Era forse nient’altro che un povero vecchio demente che tutti intorno a lui si sforzavano di trattare come una persona normale?
Quello che era certo è che si ritrovava a vagare nel mondo in quella maniera così incorporea eppure così materialmente presente in tutte le cose che lo circondavano. Si aggirava nei luoghi soliti del quartiere, quei luoghi che frequentava da oltre novant’anni, sempre gli stessi, come se non ne avesse mai conosciuti altri. 

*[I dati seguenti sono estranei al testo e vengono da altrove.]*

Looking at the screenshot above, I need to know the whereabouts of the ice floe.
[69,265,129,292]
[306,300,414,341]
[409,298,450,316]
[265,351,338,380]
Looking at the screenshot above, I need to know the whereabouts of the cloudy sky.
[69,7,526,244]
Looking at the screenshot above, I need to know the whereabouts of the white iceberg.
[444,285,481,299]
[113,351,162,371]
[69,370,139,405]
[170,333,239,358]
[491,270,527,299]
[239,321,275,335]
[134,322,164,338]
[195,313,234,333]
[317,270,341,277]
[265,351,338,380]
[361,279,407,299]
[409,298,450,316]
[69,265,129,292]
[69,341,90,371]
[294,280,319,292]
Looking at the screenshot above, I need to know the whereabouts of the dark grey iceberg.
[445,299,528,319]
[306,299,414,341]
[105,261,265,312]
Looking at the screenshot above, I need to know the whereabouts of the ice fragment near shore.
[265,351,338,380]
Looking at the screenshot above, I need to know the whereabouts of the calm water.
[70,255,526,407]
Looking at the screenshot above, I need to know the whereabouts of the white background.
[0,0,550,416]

Si muoveva come un fantasma, come una persona assente da decenni sulla scena sociale. Un fantasma che poteva materializzarsi all’improvviso, come una saetta rossa scagliata in piena notte, solo attraverso un racconto fatto da altri. Il vero racconto della sua vita.

di Claudio Moscogiuri

Ornello Leonardi, il più giovane componente del movimento partigiano “Bandiera Rossa”, su delazione di un infiltrato, venne prelevato nel bar dove lavorava a Roma, in piazza Santa Maria Ausiliatrice 36, dalla banda Koch il 12 marzo del ’44 e portato nelle prigioni di Via Tasso. Trucidato alle Fosse Ardeatine il 24 marzo all’età di 18 anni, insieme ai suoi compagni di battaglia Antonio Spunticcia, Aldo Banzi e Pietro Primavera, zio della nostra collega Elisabetta, venne ritrovato e riconosciuto dai parenti solo qualche settimana dopo. I capelli erano diventati completamente bianchi a causa delle indicibili violenze subite.